During my PhD research, I identified the enzyme heme oxygenase-1 (HO-1) as a strong positive predictor of metabolic disease by intersecting patient data with genetic evidence from five tissue-specific HO-1 deletion mouse models (Jais et al., Cell 2014). My research identified a novel pathomechanism in obesity-induced inflammation and these results have substantial implications for the stratification of healthy and unhealthy obesity and highlight the prognostic value of HO-1 for detecting early disease onset. During my postdoctoral research, I revealed that HFD feeding suppresses glucose transporter (GLUT)-1 expression in vascular endothelial cells of the blood brain barrier and this evokes a compensatory recruitment of endothelial-associated macrophages to release VEGF to counteract downregulated GLUT-1 expression (Jais et al., Cell 2016). These findings could indicate that metabolic inflammation may develop as a compensatory mechanism to restore transiently reduced brain glucose availability upon consumption of a hypercaloric palatable HFD. Furthermore, I have demonstrated that prepronociceptin (PNOC)-expressing neurons in the ARC are activated upon HFD consumption to promote hyperphagia, making them an attractive target for the treatment of obesity and associated metabolic diseases (Jais et al., Neuron 2020).
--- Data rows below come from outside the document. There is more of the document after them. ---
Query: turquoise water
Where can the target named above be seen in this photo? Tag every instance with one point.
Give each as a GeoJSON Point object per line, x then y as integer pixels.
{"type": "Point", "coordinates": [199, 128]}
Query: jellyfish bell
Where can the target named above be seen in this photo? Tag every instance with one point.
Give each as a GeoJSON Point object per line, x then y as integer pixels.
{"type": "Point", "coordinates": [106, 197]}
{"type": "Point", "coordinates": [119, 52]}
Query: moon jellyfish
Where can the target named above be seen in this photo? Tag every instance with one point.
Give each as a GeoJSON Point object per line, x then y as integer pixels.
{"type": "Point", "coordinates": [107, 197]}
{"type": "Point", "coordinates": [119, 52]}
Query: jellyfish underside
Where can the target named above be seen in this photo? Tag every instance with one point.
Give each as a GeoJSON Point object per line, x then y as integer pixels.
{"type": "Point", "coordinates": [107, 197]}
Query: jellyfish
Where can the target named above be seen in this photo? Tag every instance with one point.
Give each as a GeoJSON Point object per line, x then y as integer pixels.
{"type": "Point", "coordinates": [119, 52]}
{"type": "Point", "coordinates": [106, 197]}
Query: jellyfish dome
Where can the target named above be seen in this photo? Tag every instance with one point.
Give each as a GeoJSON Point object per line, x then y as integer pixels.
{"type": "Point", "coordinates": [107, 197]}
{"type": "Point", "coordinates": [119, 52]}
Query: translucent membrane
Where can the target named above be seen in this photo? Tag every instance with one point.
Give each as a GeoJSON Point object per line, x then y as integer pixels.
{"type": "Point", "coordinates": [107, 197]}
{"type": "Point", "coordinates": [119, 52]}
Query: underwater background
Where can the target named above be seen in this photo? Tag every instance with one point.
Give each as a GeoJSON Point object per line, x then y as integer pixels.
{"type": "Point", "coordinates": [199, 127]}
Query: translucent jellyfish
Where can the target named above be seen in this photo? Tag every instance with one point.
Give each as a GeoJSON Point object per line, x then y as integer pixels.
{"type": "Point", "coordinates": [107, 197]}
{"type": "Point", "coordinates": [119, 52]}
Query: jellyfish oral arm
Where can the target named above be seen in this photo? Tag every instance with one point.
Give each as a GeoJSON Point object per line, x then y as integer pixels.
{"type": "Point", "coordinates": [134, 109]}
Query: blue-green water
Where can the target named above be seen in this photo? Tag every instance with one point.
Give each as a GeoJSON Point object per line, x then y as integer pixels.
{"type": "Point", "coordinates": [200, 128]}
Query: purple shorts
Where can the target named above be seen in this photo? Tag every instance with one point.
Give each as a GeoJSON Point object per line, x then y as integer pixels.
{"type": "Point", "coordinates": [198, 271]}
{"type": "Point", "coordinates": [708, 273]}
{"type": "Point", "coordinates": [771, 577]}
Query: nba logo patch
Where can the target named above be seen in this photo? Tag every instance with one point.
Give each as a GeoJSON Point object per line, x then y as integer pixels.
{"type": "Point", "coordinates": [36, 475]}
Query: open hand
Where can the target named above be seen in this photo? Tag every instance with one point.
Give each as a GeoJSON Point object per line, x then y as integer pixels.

During my PhD and postdoctoral research, I was also actively involved in highly collaborative projects that lead to groundbreaking discoveries such as the identification of the anaplastic lymphoma kinase (ALK) as a thinness gene as well as the characterization of a critical role for the enzyme cofactor tetrahydrobiopterin (BH4) in T cell biology (Orthofer et al., Cell 2020, Cronin et al., Nature 2018).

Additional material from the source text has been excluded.